08 August 2011

Family recipe Monday: pickled vegetables

Abandoned hotel, Fairburn, South Dakota

Last week may have set a record for the number of miles I have traveled in a 4-day period without ever leaving the state. 1300. 1300 miles, partly to teach a monitoring class, partly to pick up a major donation of fossils that needed to move from one end of the state to another. Week before last, I leased a trailer so that our field leader could bring in a huge plaster-jacketed fossil from Wyoming--one day ahead of heavy rains, as it turned out. I know everyone at the local U-Haul office by name and no longer think twice about driving a heavily loaded moving van. It would be nice if they had better shocks, though. It'd be even nicer if I hadn't been driving a heavily loaded U-Haul with no shocks at the same time that every Harley rider on the planet was on the road headed for Sturgis,weaving in and out of the lanes like enraged hornets. But all worked out well. 

The farmers' markets here are still a little low on produce, but the preserves and canned goods are starting to show up. Rhubarb jam, caramel apple butter, watermelon pickles....the canning season is upon us. I don't know how the older girls managed the hottest activity of the year in the hottest months of the year, but manage they did. 
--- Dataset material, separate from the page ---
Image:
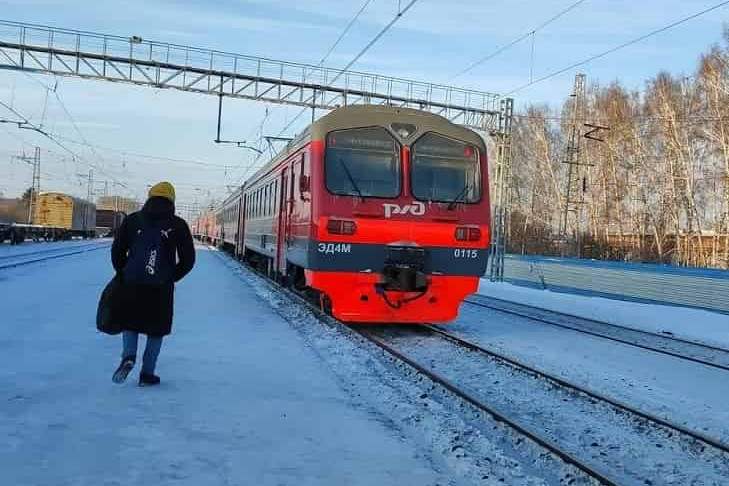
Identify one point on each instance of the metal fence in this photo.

We are all wondering if there will be apples, chokecherries and wild plums this year after the roller-coaster extremes of the weather. But the vegetable crops look all right for now. Here are a couple of recipes for vegetable preservation that will bring the summer garden to the winter table. 
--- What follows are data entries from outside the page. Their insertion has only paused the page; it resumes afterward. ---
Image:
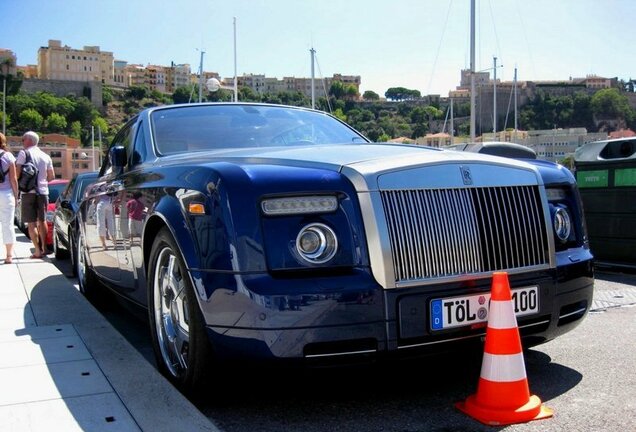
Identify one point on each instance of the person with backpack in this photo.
(8, 197)
(35, 170)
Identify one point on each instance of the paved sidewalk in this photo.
(64, 367)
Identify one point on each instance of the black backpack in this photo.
(29, 176)
(3, 173)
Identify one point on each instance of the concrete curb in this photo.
(152, 402)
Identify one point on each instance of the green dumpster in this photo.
(606, 176)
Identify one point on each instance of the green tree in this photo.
(581, 111)
(433, 113)
(101, 124)
(609, 103)
(248, 95)
(136, 92)
(45, 103)
(55, 122)
(6, 117)
(383, 138)
(340, 115)
(351, 92)
(370, 95)
(30, 119)
(337, 89)
(107, 95)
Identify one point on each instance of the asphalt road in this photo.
(586, 376)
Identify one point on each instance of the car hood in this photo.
(375, 166)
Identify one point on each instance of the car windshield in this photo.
(210, 127)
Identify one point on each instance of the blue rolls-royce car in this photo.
(258, 232)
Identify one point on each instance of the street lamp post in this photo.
(5, 71)
(4, 104)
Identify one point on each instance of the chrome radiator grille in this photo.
(438, 233)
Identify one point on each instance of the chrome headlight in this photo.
(316, 243)
(299, 205)
(562, 223)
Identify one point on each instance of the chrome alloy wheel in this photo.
(170, 309)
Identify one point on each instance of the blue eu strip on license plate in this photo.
(461, 311)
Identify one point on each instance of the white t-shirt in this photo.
(6, 160)
(43, 162)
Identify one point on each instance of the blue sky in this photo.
(418, 44)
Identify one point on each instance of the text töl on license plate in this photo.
(467, 310)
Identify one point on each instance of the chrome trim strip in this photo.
(466, 277)
(341, 354)
(463, 337)
(578, 311)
1 medium head cauliflower, broken into florets
2 cups corn kernels
2 cups green beans, trimmed, cut into 1” lengths
1 each red and green bell peppers, cored, seeded
2 cups yellow wax beans, trimmed, cut into 1” lengths and diced (¼ ”)
2 cups peeled and diced (½”) carrots
1 cup white pearl onions
2 cups diced (½”) celery
2 cups peeled and diced (½”) seeded cucumbers
2 cups fresh lima beans
1 16-oz can dark red kidney beans, drained and rinsed
6 cups white vinegar
6 cups granulated sugar
2 T coarse salt

Bring a large pot of water to a boil and lightly blanch cauliflower until just tender; remove to a large nonreactive pot. Repeat with the remaining 9 vegetables (all except the kidney beans), one at a time. Add the kidney beans, vinegar, sugar and salt to vegetables in the nonreactive pot. Stir and bring to a boil. Once the mixture comes to a boil, remove from heat. Pack the hot vegetables into 4 hot, sterilized quart jars. Process for 15 minutes in a boiling-water bath.
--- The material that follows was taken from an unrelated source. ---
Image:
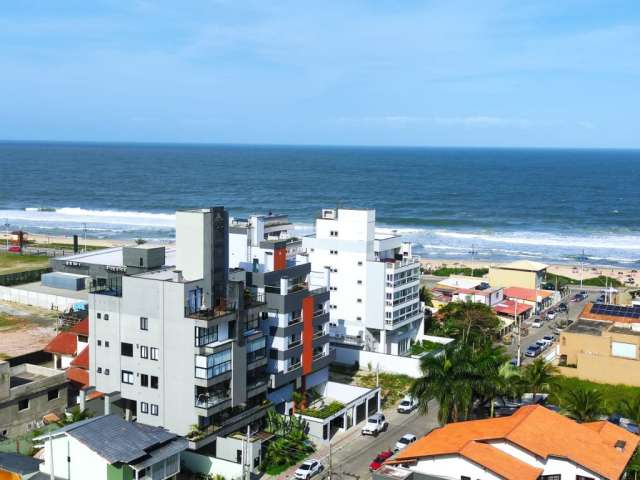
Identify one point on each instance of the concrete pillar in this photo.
(284, 286)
2 lb. fresh green beans, trimmed
4 cloves of garlic, peeled
1 tsp. cayenne pepper
4 large sprigs fresh dill
2 ½  cups cider vinegar
2 ½  cups water
4 T coarse salt

Blanch the green beans in boiling water until tender but still crunchy (about 4 to 6 minutes). Drain. Place 1 clove of garlic, 1/4 tsp. cayenne (or more to taste) and a sprig of dill into each of 4 sterilized pint jars. Pack beans upright into the jars to fit within 1/4” of rim. Bring the vinegar, water and salt to a boil in a nonreactive saucepan. Pour the hot liquid into the jars, leaving ¼ “ of head space. Seal and process the jars in a boiling-water bath for 5 minutes. Store for at least 2 weeks in the refrigerator before serving. Serve cold. 

Happy Monday. Enjoy these shots from an abandoned hotel near here. 


There is preservation by ethanol....not recommended for sign carvers....

...and there is preservation by anything that kills everything. If they ask you to name your poison at this hotel bar, run like a citizen of Tokyo fleeing Godzilla.